Is there something about your job that you think most people would be surprised to learn?

The first thing most people assume when I tell them about my job is that all the women that are interested in surrogacy are only doing it for the money. That is absolutely not true! Almost every woman that I talk with has known someone in their lives that has been unable to have children, and really empathizes with the struggles our intended families have gone through to have kids.

How has your experience as a surrogate coordinator affected your life outside of the office, and how have your outside experiences affected your work?

When I started working here, I was on the fence about whether was interested in having children of my own, but I always assumed that if I wanted to have children, I would be able to (with some assistance from medical science, of course). Hearing so many women talk about the joy that their children have brought them and seeing the amazing lengths that our intended parents go through to have children makes me more sure every day that I would like to be pregnant with a child of my own someday.

Another more obvious way this job has affected me is that if I know you in my non-work life, and you have ever been pregnant, I will ask you a lot of questions about your pregnancy experience. I can’t help it!

What are three things that NWSC employees don’t know about you (including the Surrogate Recruitment Team, which knows you pretty well)?

  1. I played bass clarinet in my middle school band very badly. I was so unenthusiastic about being in band that I “forgot” a vital piece of my instrument at home two concerts in a row. After that year, I decided to quit, much to the relief of my band instructor.
  2. I am a descendant of Robert Dinwiddie, who is partially responsible for starting the French and Indian War.
  3. I was almost named Elizabeth, but my parents changed their minds right before filling out my and my twin sister’s birth certificates.

In your totally unbiased opinion, what is the most awesome team at NWSC, and why?

The Surrogate Recruitment Team, of course! My counterpart, Devyn, and our supervisor, Amy, have been the best coworkers you could ask for! It is so wonderful to work in a department where we all share the same vision. We are united in making sure that our surrogates’ well-being is a factor in every decision that our agency makes. It would be impossible to believe in my job and our agency if I didn’t work with such thoughtful and ethical people.

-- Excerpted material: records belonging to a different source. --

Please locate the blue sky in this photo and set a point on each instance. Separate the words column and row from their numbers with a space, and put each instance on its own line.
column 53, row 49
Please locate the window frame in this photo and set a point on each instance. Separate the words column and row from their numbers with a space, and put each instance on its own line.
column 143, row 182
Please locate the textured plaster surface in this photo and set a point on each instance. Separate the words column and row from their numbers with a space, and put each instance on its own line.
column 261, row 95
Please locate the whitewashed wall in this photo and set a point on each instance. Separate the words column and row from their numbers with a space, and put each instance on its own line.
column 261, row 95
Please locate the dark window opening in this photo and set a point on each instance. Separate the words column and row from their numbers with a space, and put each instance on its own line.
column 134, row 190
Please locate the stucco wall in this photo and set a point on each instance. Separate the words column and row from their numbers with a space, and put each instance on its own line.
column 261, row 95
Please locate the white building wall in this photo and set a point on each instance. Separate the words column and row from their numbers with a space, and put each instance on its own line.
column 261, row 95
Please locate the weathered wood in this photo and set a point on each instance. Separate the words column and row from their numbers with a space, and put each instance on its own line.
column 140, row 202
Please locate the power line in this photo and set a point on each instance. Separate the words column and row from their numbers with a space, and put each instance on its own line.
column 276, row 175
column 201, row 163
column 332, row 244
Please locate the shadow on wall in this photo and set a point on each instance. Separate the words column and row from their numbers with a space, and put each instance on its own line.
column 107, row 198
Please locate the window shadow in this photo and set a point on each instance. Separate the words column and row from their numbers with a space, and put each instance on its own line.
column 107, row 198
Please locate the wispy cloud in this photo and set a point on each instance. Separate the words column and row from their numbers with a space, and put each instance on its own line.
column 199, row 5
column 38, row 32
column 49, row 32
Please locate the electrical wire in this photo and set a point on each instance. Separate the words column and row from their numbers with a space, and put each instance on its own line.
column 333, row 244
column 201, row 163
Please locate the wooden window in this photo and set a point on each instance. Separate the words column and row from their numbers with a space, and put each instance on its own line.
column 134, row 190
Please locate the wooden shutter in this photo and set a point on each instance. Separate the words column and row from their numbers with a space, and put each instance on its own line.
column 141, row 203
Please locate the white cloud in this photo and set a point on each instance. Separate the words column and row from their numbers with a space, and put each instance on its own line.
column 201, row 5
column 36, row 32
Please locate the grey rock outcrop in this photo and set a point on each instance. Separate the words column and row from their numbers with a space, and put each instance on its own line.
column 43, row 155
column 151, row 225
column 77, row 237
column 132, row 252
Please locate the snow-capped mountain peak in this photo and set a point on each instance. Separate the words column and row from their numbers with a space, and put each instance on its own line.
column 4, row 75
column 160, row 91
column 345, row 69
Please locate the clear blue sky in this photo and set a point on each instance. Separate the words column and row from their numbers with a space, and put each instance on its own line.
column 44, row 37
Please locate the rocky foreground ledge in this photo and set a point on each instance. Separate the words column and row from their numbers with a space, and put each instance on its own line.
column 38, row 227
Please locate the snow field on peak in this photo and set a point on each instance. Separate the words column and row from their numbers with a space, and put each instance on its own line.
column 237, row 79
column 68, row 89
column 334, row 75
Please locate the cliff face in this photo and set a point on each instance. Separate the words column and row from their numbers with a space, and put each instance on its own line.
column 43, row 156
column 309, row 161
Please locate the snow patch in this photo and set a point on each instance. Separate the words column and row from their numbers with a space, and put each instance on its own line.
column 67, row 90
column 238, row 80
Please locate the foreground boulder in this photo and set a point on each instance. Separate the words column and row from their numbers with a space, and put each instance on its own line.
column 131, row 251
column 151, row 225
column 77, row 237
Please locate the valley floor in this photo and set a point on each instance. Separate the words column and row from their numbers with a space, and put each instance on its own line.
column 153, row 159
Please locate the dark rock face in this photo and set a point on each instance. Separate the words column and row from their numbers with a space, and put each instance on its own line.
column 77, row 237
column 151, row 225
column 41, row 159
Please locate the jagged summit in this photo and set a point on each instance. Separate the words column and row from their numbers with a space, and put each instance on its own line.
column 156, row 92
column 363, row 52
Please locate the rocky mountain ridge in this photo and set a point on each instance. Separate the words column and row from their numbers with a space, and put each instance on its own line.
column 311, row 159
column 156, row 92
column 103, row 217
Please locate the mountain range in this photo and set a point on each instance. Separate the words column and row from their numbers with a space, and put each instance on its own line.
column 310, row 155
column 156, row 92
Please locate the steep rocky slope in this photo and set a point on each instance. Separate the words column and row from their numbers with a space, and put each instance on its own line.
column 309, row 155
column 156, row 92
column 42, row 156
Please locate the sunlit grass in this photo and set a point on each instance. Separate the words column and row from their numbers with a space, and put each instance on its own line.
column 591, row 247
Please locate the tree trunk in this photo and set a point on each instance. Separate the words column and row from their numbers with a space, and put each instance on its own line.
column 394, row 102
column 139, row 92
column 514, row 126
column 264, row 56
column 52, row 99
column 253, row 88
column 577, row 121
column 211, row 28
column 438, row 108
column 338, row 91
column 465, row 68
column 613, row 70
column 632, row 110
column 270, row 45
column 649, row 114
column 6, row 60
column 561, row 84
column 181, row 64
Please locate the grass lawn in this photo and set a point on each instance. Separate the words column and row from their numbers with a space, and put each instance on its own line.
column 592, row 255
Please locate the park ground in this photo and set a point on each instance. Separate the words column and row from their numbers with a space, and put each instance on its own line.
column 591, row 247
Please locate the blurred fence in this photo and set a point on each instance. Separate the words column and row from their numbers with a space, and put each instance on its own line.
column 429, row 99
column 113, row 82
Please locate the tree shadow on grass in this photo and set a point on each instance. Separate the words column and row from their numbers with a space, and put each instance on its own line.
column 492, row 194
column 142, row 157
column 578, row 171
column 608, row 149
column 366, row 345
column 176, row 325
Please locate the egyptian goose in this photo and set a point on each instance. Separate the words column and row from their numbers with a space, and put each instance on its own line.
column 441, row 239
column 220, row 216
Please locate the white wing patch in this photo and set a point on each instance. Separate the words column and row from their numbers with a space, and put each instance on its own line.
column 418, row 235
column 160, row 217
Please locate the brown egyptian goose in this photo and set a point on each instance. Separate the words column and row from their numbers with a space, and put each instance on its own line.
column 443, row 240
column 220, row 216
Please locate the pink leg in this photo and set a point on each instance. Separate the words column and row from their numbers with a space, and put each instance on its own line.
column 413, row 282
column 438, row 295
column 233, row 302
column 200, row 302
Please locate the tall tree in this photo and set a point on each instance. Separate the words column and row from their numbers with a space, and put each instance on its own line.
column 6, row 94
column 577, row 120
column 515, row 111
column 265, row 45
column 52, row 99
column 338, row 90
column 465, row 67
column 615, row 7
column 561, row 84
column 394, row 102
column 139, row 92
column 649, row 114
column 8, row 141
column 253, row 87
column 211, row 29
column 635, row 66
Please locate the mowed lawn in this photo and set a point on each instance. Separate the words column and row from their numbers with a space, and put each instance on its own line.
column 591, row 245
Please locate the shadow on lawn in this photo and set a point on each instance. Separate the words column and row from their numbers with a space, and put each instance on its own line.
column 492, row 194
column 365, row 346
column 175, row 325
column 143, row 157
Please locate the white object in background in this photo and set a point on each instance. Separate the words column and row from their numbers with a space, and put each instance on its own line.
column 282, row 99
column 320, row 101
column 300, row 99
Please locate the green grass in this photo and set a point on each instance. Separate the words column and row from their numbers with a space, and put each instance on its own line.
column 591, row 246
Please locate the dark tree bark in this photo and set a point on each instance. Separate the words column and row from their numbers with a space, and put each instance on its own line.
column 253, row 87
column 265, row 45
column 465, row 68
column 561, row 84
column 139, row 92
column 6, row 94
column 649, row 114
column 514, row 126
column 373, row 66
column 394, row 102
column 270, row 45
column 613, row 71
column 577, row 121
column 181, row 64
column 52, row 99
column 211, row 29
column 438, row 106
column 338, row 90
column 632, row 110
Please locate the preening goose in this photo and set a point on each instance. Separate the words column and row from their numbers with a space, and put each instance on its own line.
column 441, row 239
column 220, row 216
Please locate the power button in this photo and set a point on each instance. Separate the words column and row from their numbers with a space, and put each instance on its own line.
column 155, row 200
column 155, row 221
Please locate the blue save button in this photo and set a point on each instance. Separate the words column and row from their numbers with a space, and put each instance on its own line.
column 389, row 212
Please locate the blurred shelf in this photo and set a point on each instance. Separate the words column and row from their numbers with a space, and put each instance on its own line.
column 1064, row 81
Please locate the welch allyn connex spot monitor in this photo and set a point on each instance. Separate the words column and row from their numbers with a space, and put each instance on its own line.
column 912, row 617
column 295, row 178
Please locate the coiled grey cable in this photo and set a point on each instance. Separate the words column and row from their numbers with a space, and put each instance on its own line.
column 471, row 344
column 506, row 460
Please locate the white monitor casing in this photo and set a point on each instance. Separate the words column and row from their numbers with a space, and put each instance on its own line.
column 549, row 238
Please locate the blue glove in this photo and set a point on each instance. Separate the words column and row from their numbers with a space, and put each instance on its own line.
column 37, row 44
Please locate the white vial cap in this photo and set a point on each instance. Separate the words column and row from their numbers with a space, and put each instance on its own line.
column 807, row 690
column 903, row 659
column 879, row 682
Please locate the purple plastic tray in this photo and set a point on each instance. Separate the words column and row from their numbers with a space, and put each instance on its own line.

Do you have any final thoughts you’d like to share as you prepare to leave NWSC for a new chapter in your life?

I have had the pleasure of helping women become surrogates for almost two years. The surrogate screening process is fairly intimate, and requires sharing information about your life with someone you don’t know very well, but the payoff at the end (getting to watch a set of intended parents become actual parents when they hold their child for the first time) is incalculable! I know from working with the Surrogate Recruitment Team that they are all wonderful, compassionate people, but as a first-time surrogate I imagine it can be scary to have that first phone call and first meeting with us! I want to thank everyone who picked up the phone and was brave enough to share your stories with me. It was an honor to listen to why you wanted to do this amazing and generous thing, and to help you get matched with an intended family.

Whenever you change jobs, it is always interesting to realize how much you have learned, and how much of that you will carry with you as you move forward in your life. Being a part of the Surrogate Recruitment Team has taught me a lot about pregnancy complications, Excel spreadsheets, and insurance. But long after the memories of what insurance policies exclude surrogacy coverage fades, I know I will still remember all of the wonderful conversations I had with all of the surrogates that I was privileged to work with.

 

Thank you Megan for your two years of amazing work with our surrogates and our organization! We will miss you!